On Tuesday night at the Waverly Inn, Gay Talese was as impossible to reach as Frank Sinatra. But unlike Ol’ Blue Eyes, who notoriously eluded the journalist for three months between 1965 and 1966—resulting in the magazine profile heard around the world, “Frank Sinatra Has a Cold”—Talese was game to talk. In fact, he started the evening by asking whether there was a microphone so he could say a few words and introduce some people. (There wasn’t.)

For the entire night, he was surrounded by a crush of well-wishers who were invited by AIR MAIL’s Co-Editors, Graydon Carter and Alessandra Stanley, to celebrate Talese’s latest book, the journalistic memoir Bartleby and Me: Reflections of an Old Scrivener.

Alongside his pearl-bedecked wife, the book editor Nan Talese—who served as the inspiration for Kay, Michael Corleone’s refined, WASP-y wife in The Godfather—and daughters, Pamela and Catherine, Talese made up for the lack of a public-address system with hand-to-hand conversation, greeting old friends such as the painter Frank Stella; the actor Joel Grey; the writer David Margolick; Tom Wolfe’s widow, Sheila; and the singer Judy Collins.

If you wondered whether the 91-year-old writer could still get the literary and media mafia away from their desks for an evening, you didn’t have to look further than Talese’s agent, Lynn Nesbit, New Yorker editor David Remnick, Grove Atlantic publisher Morgan Entrekin, former Rolling Stone and Sports Illustrated editor Terry McDonell, New Yorker articles editor Susan Morrison, and the Emerson Collective’s managing director, Peter Lattman.
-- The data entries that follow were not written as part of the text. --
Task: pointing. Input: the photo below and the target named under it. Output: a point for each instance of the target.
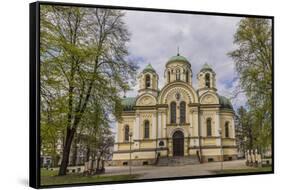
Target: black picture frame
(34, 91)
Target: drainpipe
(199, 134)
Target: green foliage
(84, 68)
(253, 63)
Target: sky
(156, 36)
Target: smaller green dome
(225, 102)
(128, 103)
(149, 68)
(206, 67)
(178, 58)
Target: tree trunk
(65, 155)
(74, 155)
(88, 153)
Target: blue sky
(201, 39)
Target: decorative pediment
(209, 99)
(146, 100)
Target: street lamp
(130, 140)
(220, 132)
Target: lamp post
(130, 140)
(220, 132)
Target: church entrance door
(178, 144)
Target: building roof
(225, 102)
(206, 67)
(149, 68)
(178, 58)
(128, 103)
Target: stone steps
(177, 161)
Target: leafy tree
(83, 58)
(253, 63)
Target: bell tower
(148, 81)
(207, 79)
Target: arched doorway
(178, 144)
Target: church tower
(148, 81)
(178, 69)
(207, 79)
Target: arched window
(173, 112)
(147, 81)
(178, 75)
(209, 127)
(146, 129)
(126, 133)
(207, 80)
(182, 112)
(169, 74)
(226, 128)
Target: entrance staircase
(177, 161)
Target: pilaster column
(137, 127)
(153, 125)
(164, 132)
(217, 128)
(159, 125)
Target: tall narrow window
(178, 75)
(147, 81)
(126, 133)
(209, 127)
(146, 129)
(173, 112)
(226, 129)
(207, 80)
(169, 75)
(182, 112)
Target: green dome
(225, 102)
(206, 67)
(178, 58)
(149, 68)
(128, 103)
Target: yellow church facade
(177, 121)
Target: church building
(177, 121)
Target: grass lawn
(250, 170)
(51, 178)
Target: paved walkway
(149, 172)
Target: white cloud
(155, 37)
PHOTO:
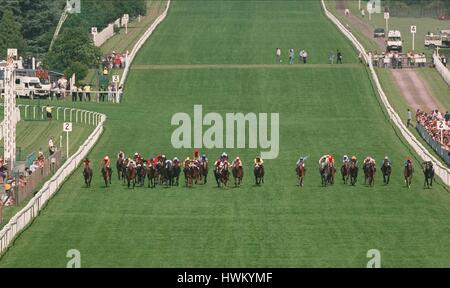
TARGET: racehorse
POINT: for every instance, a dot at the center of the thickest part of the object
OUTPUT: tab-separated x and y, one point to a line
370	172
168	173
238	174
203	173
176	174
300	170
87	173
408	171
345	172
119	164
188	175
131	176
258	171
152	176
353	173
106	172
141	172
428	172
224	174
386	170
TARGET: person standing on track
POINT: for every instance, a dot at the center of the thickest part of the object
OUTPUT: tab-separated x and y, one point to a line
409	118
278	55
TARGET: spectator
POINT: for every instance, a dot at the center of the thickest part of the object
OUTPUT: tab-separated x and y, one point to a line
291	56
409	118
339	57
278	55
48	109
87	90
331	57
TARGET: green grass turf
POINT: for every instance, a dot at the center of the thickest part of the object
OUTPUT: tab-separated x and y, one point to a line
278	224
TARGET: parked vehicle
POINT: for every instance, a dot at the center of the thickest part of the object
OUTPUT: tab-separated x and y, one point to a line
379	33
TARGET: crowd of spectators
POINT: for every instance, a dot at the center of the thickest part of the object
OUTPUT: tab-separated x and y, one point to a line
429	122
395	59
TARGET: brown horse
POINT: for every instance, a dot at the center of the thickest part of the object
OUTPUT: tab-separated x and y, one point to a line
300	170
408	174
238	175
258	171
203	173
370	170
131	176
345	172
106	172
Such affairs are always laden with symbolism, and it was poignant when a young staffer had to ask the unmistakable Tony Danza for his name at the door, and when another pointed to a character who was conspicuous for his Cheshire-cat grin and asked, “Who’s that guy?” It was Neil Leifer, who shot two of the most well-known photographs of Muhammad Ali ever taken.
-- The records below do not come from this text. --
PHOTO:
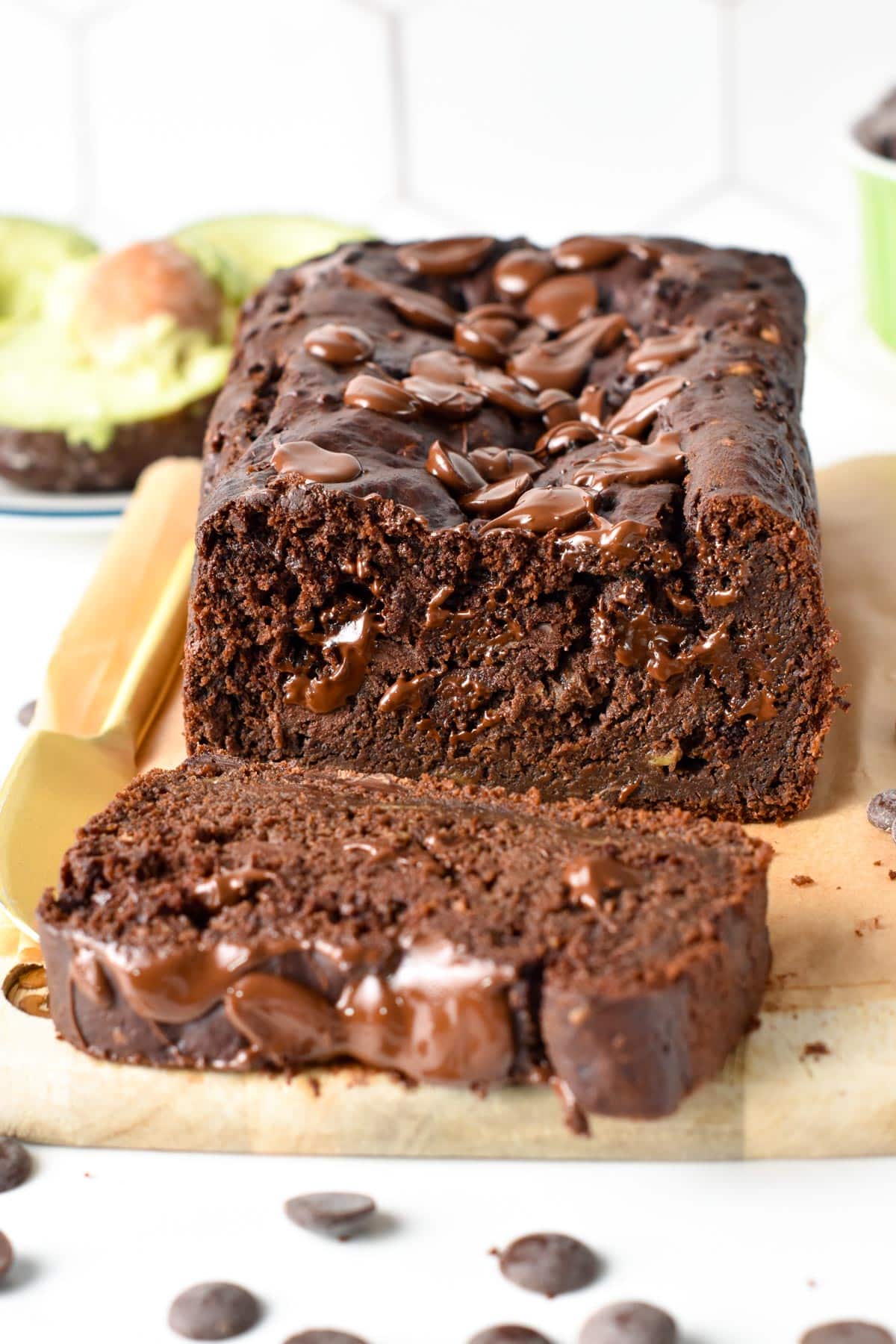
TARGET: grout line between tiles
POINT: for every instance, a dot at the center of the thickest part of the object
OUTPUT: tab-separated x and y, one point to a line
85	175
395	65
729	90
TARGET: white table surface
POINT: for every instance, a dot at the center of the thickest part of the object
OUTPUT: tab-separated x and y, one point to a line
742	1254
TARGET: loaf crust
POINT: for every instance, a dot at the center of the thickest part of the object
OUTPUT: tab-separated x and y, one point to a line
252	915
653	629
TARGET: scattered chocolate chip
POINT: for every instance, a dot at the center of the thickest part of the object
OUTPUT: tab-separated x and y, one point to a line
335	1213
339	344
848	1332
15	1164
550	1263
445	255
882	809
509	1335
629	1323
813	1050
324	1337
214	1312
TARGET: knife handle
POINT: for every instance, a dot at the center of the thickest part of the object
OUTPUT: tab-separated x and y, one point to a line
124	633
Perhaps more telling than anything, though, was the number of young bucks who showed up to catch a glimpse of New Journalism’s éminence grise. Among them were the New York Times writer Michael Grynbaum—who might’ve been there to ask the Kingdom and the Power author for some tips on how to tackle his upcoming book about Condé Nast—his wife, the writer Juli Weiner; New York magazine’s Shawn McCreesh; the New York Times reporter Jacob Bernstein; the author Josh Duboff; and the Daily Beast’s Lachlan Cartwright.

Sometime near the end of the party, the room still packed, the triumphant Talese, his wife, and his cousin Nick Pileggi—who wrote Goodfellas with Martin Scorsese and was married to Nora Ephron—slipped into the next room for dinner. He had made the point he’s made so many times before: when Gay Talese has something to say, nothing’s going to stop him.